Before his poll drop in the final week of his campaign, Biden was in contention but just slightly behind in the Blue Wall states necessary for a victory by the tiniest of margins. Harris now has multiple paths to an Electoral College victory. An EC margin of victory similar to Biden’s in 2020 is certainly possible. It was always assumed that a Harris coalition would do or could do relatively better than Biden in the southern tier states. It was also assumed that she would have a weaker hand in the Blue Wall states. It’s that last assumption which, so far, has not been borne out. She’s holding Biden’s numbers with white voters and expanding on them with non-white and younger voters.

There’s no question this is a transformed race. This shift is decisive. And while there’s no way to be sure it’s a lasting one there’s also no obvious reason to assume it won’t be.

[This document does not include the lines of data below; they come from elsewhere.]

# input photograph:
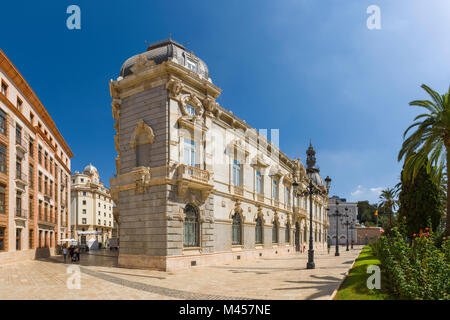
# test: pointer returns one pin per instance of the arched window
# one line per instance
(191, 227)
(287, 236)
(258, 230)
(275, 232)
(236, 229)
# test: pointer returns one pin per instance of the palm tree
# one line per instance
(387, 200)
(430, 144)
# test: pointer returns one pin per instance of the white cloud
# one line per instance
(362, 193)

I mentioned two weeks ago that we were at the cusp of a furious fight over two to three weeks to define Kamala Harris in the public mind. Both campaigns know that the public impression made at the outset is very hard to shift once it takes hold. Despite being the sitting Veep for going on four years and familiar as a name, Harris wasn’t terribly well known. Impressions tended toward the negative side. But they were the thinnest impressions. At two weeks there’s no question that the Harris campaign is decisively winning that battle to define Harris. This is the biggest campaign complaint you’re seeing from Republicans. Trump is clearly losing that fight so far.

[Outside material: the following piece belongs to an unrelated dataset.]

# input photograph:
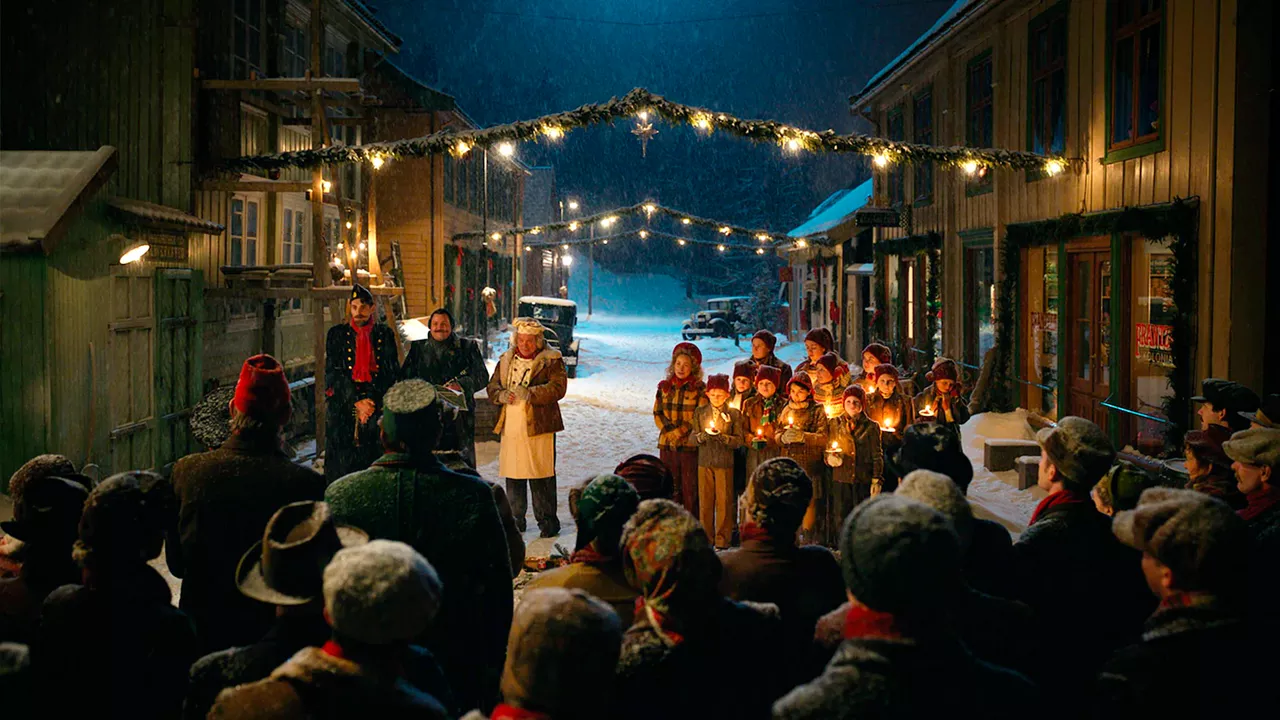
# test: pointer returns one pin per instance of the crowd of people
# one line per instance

Harris’s net favorability has soared. On July 4th, her net favorability was -17.4 percentage points. Today it’s -6.7 percentage points. I suspect not only the direction but the fluidity and dynamism of those numbers scare the Trump campaign far more than the horse race numbers I mentioned up top. Trump’s favorability also improved after the assassination attempt and his convention. But much more modestly, and the positive movement appears to have halted.

We live in a sour and polarized era in which national politicians tend to get less popular over time. The campaign until two weeks ago had two candidates who were both quite unpopular and whose popularity and support fluctuated within very narrow ranges. That fluidity was and is totally new. To date the Trump campaign has had no success in arresting it. Trump’s Black/Indian tirade was, as Jonathan Last argued here, an attempt to generate what the world of pro-wrestling calls “cheap heat,” to grab hold of attention and media dominance even if it’s negative attention and cut short Harris’s dominance of the campaign storyline.

After the initial shock at Trump’s comments I saw a lot of smart people thinking it might well work. I wasn’t sure it wouldn’t. But it barely held center stage for 24 hours. After 36 it was pretty much done. This is part of what I referred to on Friday in this post: Trump just isn’t the candidate he was eight years ago or even four years ago. He didn’t need to be as long as he held that small but persistent lead over Biden. But battling back is a different thing than coasting. As I noted when things seemed much worse for Democrats, having all lived through the historic presidential campaign month of July 2024 we’d be fools to assume that the remainder of the campaign will be a straight line from today to November 5th. But the sense of panic you now see in the Trump campaign is that they fear they’re going to get swamped by the Harris surge and that there won’t be enough time to shift the dynamic of the campaign. They’re right to be worried.